De là sans doute mon intérêt, ma passion même pour ce que l’on a coutume d’appeler l’orgue symphonique.

J’aurai en tout et pour tout deux occasions de jouer de l’orgue et de jouir de ce sentiment incroyable de puissance qui s’empare de celui qui, d’une simple pression sur quelques touches du clavier peut déclencher un ouragan sonore.

Pendant un été où j’étais moniteur d’une colonie de vacances musicale à Aire sur l’Adour, je profitais de mes rares moments de liberté pour monter à la tribune de l’orgue de l’église locale et improviser ce qui me passait par la tête, et qui ne devait pas être d’un grand intérêt. Mais je m’amusais bien, jusqu’au jour où j’entendis des applaudissements. Une bonne dizaine de touristes avait suivi mes élucubrations et en redemandait. Rouge de honte, je me tapis dans un recoin de la tribune, attendant que l’église soit de nouveau déserte, et sortis en jurant qu’on ne m’y prendrait plus.

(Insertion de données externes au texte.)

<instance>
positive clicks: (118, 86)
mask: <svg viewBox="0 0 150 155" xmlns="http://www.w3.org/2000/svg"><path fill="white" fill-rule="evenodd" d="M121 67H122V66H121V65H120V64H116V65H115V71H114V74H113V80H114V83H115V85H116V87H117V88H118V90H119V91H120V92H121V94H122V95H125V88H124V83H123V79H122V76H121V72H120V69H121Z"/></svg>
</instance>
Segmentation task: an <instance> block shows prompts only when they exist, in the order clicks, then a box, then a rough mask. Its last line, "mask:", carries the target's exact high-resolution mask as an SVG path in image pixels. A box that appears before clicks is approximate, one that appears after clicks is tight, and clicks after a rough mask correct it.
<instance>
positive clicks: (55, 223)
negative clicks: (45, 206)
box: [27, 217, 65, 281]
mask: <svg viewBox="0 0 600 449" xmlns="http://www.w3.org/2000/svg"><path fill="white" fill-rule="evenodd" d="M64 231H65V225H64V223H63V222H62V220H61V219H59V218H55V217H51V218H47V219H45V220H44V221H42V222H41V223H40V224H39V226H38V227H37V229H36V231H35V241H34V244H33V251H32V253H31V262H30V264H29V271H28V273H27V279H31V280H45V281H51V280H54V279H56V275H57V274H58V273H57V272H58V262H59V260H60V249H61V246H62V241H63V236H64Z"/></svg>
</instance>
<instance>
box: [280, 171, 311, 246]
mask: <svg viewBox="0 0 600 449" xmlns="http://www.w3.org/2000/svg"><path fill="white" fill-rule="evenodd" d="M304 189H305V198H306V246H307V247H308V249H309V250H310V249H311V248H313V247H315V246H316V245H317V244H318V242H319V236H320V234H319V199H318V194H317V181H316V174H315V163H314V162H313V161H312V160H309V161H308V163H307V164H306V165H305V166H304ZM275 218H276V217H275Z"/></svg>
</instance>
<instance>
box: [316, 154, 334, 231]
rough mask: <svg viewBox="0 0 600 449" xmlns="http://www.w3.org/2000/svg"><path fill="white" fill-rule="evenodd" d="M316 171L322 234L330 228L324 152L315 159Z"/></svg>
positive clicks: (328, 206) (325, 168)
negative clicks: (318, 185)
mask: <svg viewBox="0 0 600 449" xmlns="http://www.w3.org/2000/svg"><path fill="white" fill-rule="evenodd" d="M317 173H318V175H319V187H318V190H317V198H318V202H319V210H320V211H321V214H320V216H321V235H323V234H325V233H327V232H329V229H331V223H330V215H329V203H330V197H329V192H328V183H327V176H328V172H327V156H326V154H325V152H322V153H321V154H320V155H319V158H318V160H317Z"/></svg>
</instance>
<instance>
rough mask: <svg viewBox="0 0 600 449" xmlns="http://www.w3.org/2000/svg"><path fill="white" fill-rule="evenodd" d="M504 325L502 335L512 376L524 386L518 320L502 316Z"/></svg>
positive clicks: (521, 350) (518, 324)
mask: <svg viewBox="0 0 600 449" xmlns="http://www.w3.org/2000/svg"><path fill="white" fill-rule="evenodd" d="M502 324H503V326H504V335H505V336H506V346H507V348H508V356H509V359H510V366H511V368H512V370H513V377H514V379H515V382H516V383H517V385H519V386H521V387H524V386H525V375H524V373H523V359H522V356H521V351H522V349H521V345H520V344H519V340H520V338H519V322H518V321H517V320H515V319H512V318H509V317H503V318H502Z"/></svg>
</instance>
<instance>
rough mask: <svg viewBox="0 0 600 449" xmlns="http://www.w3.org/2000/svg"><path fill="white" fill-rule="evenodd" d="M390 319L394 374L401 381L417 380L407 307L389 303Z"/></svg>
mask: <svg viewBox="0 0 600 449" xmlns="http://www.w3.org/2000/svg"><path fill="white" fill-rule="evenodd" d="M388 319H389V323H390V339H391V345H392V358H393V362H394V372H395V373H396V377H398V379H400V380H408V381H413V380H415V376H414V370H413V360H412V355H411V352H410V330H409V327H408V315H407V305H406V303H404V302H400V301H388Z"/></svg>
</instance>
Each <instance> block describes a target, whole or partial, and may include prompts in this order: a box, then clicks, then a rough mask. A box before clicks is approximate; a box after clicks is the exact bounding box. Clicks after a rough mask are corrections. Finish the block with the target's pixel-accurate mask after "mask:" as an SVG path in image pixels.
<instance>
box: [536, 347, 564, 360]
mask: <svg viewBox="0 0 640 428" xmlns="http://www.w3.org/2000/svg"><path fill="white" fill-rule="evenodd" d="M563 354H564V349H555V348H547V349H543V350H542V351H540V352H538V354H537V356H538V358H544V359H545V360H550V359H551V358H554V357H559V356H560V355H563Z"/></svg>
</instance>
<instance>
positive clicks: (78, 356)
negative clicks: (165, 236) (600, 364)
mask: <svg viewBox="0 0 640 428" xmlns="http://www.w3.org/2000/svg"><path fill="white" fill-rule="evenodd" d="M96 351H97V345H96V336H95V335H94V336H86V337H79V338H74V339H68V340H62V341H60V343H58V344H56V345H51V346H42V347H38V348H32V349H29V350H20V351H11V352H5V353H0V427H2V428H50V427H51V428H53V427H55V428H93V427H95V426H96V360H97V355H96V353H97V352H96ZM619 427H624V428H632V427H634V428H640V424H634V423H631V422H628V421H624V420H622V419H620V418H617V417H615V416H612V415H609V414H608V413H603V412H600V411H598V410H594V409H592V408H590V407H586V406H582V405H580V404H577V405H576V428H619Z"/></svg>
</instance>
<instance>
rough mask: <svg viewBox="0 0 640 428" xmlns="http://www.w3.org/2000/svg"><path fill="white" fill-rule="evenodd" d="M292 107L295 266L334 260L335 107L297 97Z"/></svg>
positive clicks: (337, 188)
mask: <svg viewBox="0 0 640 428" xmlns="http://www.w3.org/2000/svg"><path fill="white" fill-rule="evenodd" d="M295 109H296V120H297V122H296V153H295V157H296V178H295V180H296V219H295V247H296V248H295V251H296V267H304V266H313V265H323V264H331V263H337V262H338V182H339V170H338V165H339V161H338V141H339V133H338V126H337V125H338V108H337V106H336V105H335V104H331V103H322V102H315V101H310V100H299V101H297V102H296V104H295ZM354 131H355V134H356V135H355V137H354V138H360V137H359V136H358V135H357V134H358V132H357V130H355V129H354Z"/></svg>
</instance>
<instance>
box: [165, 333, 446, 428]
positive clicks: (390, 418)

Pourtant il y eut une autre prestation, la seconde et dernière. Dans l’abbatiale de Saint-Michel-de-Frigolet cette fois, lors d’une « université » politique d’été, en août 1976. Je ne me rappelle plus qui eut l’idée saugrenue de me faire jouer de l’orgue devant un parterre de ministres et sommités politiques nationales. Je tentai d’ânonner la toccata et fugue en ré mineur de Bach, puis, n’écoutant que mon inconscience, la toccata de la 5ème symphonie de Widor. J’avais beau avoir prévenu de mon  amateurisme, il se trouva quelques jeunes gens bien mis, chefs ou membres de cabinets ministériels, pour me féliciter chaleureusement et bruyamment (devant leurs ministres évidemment) pour ma performance exceptionnelle. Ce jour-là je compris définitivement que le ridicule n’avait jamais tué aucun courtisan. Et que je n’embrasserais jamais le métier d’organiste…

Salut respectueux à l’un des grands organistes français, André Isoir, récemment disparu.